This evening I cleaned my small colllection of tea tins. Being displayed on a shelf in the kitchen they need a wipe now and then.
I have a couple of other tins but my favorite are the Mariage ones. I first became obsessed with tea after coming back from my first stay in Japan, um, 15 years ago. Before, to me, tea was an overbrewed Lipton Yellow teabag with a lump of sugar, quite a detestable beverage. While there, I drank sencha, bitter maccha with overly sugary sweets (not exactly my cup of tea, but I was in my try-to-do-everything-like-the-natives phase) and enjoyed houjicha, genmaicha and oolong tea, hot in winter and cold in summer. I discovered to my surprise that in hot weather cold tea was more quenching than water. A few months after coming back I found myself in a training session for work with a tea-loving Parisian, and asked him where to go to buy tea. He mentioned Mariage Frères, and on my next visit to the capital I went there and have kept going back over the years. I have had countless teas, lunches and brunches in Mariage branches in Paris, Shibuya and Ginza, and even visited the Kyoto and Kobe shops. I love the colonial atmosphere, the strictly-no-smoking policy, the decoration, of course the food and the tea, and most of all the wonderful mingled smell of hundreds of different kinds of teas that greets you when you enter.
Naturally being such a container nut, I love their tins and boxes. A couple of times I sent doll clothes packaged in empty tea tins, not only did they look pretty, they also smelled wonderful. If I had a big kitchen, I'd surely not resist the giant tea canisters in spite of their hefty price tag.
I also love my golden "draped" teapot and golden cups - a "coming home" present. Once when my parents and I were waiting our turn for tea in Ginza, I pointed out this teapot and mentioned how much I liked it. My father said he'd buy it for me when I came back to France, and it didn't fall on deaf ears.
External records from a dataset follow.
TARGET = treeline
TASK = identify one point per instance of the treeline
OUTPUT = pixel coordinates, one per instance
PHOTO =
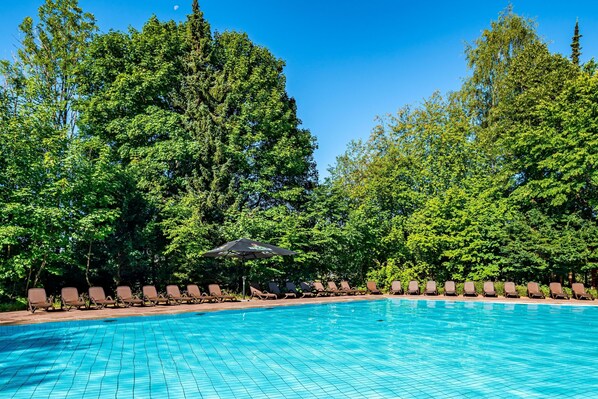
(126, 155)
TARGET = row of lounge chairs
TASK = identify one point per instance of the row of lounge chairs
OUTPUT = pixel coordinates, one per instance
(510, 291)
(97, 298)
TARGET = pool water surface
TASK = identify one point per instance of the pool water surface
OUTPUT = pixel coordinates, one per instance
(368, 349)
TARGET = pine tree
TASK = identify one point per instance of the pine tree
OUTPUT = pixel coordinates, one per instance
(575, 47)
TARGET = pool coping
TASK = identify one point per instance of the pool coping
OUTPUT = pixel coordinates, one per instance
(40, 316)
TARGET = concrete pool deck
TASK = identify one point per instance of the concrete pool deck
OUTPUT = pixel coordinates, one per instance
(41, 316)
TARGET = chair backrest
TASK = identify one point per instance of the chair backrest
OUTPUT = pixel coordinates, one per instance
(97, 293)
(273, 287)
(578, 288)
(37, 295)
(215, 289)
(69, 294)
(469, 287)
(124, 292)
(193, 290)
(556, 288)
(150, 291)
(173, 291)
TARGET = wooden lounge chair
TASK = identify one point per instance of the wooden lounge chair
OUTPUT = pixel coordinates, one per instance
(301, 294)
(275, 289)
(373, 289)
(320, 290)
(431, 288)
(256, 293)
(98, 297)
(489, 289)
(450, 288)
(579, 292)
(70, 298)
(174, 293)
(216, 292)
(413, 288)
(37, 299)
(194, 292)
(533, 291)
(348, 289)
(469, 289)
(126, 297)
(511, 290)
(150, 294)
(556, 291)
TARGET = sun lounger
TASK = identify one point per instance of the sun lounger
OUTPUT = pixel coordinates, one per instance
(533, 291)
(150, 294)
(373, 289)
(256, 293)
(469, 289)
(275, 289)
(556, 291)
(303, 294)
(98, 297)
(395, 288)
(70, 298)
(174, 293)
(348, 289)
(37, 299)
(194, 292)
(489, 289)
(450, 288)
(413, 288)
(511, 290)
(431, 288)
(216, 292)
(579, 292)
(126, 297)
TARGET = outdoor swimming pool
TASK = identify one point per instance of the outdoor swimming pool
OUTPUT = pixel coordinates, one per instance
(368, 349)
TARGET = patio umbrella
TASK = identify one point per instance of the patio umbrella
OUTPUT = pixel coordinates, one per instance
(244, 249)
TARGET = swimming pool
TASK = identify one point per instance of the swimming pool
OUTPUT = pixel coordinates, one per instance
(368, 349)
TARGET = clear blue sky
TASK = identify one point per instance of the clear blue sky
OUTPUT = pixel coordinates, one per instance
(347, 61)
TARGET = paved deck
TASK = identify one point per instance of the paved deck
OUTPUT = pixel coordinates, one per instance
(41, 316)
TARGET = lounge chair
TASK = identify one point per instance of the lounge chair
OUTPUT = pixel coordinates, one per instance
(373, 289)
(348, 289)
(174, 293)
(469, 289)
(194, 292)
(303, 294)
(70, 298)
(320, 290)
(413, 288)
(579, 292)
(556, 291)
(450, 288)
(395, 288)
(256, 293)
(98, 297)
(489, 289)
(511, 290)
(431, 288)
(533, 291)
(216, 292)
(37, 299)
(275, 289)
(126, 297)
(150, 294)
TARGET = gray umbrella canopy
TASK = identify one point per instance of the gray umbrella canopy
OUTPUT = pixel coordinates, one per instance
(244, 248)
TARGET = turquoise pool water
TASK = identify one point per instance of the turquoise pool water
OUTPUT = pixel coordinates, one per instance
(370, 349)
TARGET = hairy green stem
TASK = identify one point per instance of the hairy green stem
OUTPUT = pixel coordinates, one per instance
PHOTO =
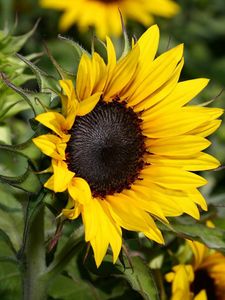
(34, 288)
(72, 246)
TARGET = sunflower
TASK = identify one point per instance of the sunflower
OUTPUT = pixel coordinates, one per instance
(204, 279)
(104, 14)
(124, 143)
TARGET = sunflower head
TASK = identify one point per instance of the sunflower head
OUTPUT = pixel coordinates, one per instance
(124, 143)
(203, 279)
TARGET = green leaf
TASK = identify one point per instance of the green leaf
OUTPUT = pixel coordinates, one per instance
(212, 237)
(38, 102)
(77, 51)
(135, 271)
(45, 82)
(140, 278)
(4, 236)
(27, 149)
(27, 182)
(65, 288)
(12, 44)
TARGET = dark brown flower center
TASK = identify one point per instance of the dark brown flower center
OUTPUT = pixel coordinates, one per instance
(106, 148)
(203, 281)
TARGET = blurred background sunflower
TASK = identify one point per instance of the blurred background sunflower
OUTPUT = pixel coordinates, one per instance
(103, 15)
(200, 25)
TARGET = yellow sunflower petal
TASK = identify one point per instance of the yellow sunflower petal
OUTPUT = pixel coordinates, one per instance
(187, 118)
(181, 278)
(201, 295)
(122, 74)
(181, 95)
(188, 145)
(69, 102)
(88, 104)
(79, 190)
(141, 200)
(200, 252)
(133, 219)
(159, 72)
(198, 162)
(172, 178)
(100, 230)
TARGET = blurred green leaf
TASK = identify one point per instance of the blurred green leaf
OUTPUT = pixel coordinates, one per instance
(212, 237)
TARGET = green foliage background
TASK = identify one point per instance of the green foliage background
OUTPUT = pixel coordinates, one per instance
(201, 27)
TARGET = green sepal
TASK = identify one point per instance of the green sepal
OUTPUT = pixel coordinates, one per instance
(62, 73)
(38, 102)
(28, 182)
(11, 44)
(45, 81)
(78, 51)
(27, 149)
(127, 46)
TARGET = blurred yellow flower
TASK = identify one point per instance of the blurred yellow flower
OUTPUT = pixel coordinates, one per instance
(104, 14)
(204, 279)
(125, 142)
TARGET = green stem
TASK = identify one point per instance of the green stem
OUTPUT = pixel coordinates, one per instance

Nowadays I'm lazy and drink mostly tea made from teabags, so when I ordered 2 tea jelly jars (to glue to the bottom of my small Ikea shelf), I added tea mousselines to my basket. At the beginning I was a purist and didn't drink flavored teas ; I favored Keemun, Yunnan and Kenya teas. Now I drink mostly flavored tea and spicy, peppery Chandernagor is one of my favorite.